The project deals with a well-recognized aspect of early Christianity—the process by which it developed, in the first century and a half of its existence, from a messianic movement located entirely within the Jewish world into a largely Gentile religion beginning to make its way in the larger Roman world. While the process has been studied from many angles, this project will attempt to shed fresh light on it by using the categories of identity and ethnicity.

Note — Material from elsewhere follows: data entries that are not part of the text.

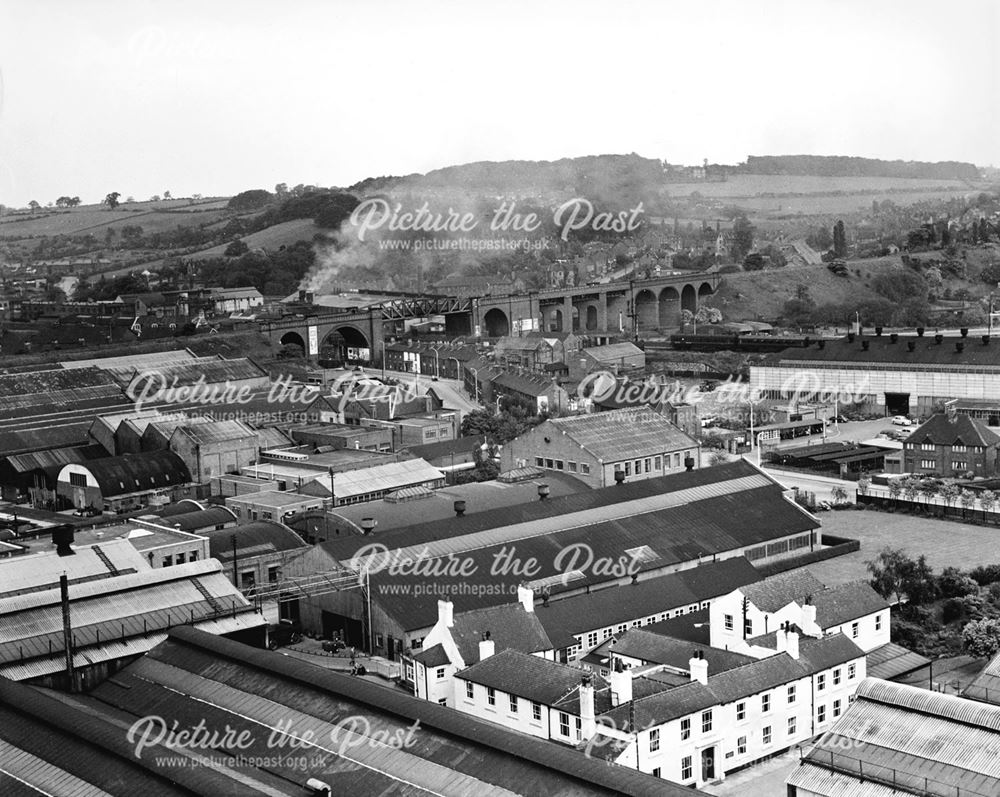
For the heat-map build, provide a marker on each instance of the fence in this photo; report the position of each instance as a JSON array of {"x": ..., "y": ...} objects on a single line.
[
  {"x": 880, "y": 496},
  {"x": 887, "y": 776}
]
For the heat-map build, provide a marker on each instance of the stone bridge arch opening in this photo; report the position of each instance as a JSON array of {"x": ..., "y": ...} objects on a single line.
[
  {"x": 496, "y": 322},
  {"x": 346, "y": 344}
]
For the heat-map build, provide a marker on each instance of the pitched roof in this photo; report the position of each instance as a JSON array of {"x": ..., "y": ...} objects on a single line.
[
  {"x": 776, "y": 592},
  {"x": 941, "y": 430},
  {"x": 620, "y": 434},
  {"x": 846, "y": 602},
  {"x": 580, "y": 613},
  {"x": 510, "y": 627}
]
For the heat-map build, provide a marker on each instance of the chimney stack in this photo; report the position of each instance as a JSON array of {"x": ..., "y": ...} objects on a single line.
[
  {"x": 486, "y": 647},
  {"x": 526, "y": 597},
  {"x": 62, "y": 538},
  {"x": 446, "y": 613},
  {"x": 698, "y": 666},
  {"x": 621, "y": 684},
  {"x": 588, "y": 718}
]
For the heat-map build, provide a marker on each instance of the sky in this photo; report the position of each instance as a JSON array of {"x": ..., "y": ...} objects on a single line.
[{"x": 215, "y": 96}]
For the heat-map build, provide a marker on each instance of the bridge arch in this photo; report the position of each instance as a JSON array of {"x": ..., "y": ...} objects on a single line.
[
  {"x": 646, "y": 310},
  {"x": 496, "y": 322},
  {"x": 670, "y": 307},
  {"x": 689, "y": 298}
]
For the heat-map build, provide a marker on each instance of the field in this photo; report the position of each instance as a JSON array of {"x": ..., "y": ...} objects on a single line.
[{"x": 93, "y": 219}]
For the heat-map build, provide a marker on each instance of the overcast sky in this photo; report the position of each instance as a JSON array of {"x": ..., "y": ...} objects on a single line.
[{"x": 214, "y": 96}]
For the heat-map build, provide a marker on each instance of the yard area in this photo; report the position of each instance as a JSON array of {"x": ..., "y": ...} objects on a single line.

"Gentiles" did not think of themselves as such; this is a Jewish term, used as a blanket category for those who were not Jews. Gentiles who came into the church brought other identities with them, having to do with their cities, ethnic groups, social classes, various degrees of Hellenization, Roman provinces, and so on. Since the category "Gentile" was well established in Christian scripture, many non-Jewish believers came to think of themselves as Gentiles; others came to think instead that they had been Gentiles before but as Christians were Gentiles no longer. In either case, such an identity co-existed and interacted with the native identities that they brought with them and with new identities specific to the Christian movement (Christian; "third race"; "true Israel"; etc.).
Prof. Donaldson’s purpose is to examine the development of Christian identity among Gentile Christians and various forms of Gentile Christianity in this period, by viewing it in the context of race and ethnicity in the Roman world and through the lens of contemporary social-scientific study of ethnicity and identity.
Prof. Donaldson is the author of Judaism and the Gentiles: Jewish Patterns of Universalism (to 135 CE), published by Baylor University Press (2008) and available through CRUX books at Wycliffe College. It shows that second-temple Jewish tradition comprised a variety of views about the religious status and possibilities of Gentiles, that there was notable Gentile interest in Jewish religion, that many Jews welcomed this interest, and that a hope for an eschatological conversion of Gentiles was entertained widely. The itemized analysis of literary and inscriptional texts will enable students and scholars to verify matters for themselves; and the careful conclusions are cogent and balanced. It is a noteworthy contribution, important for all serious students of ancient Judaism and early Christianity.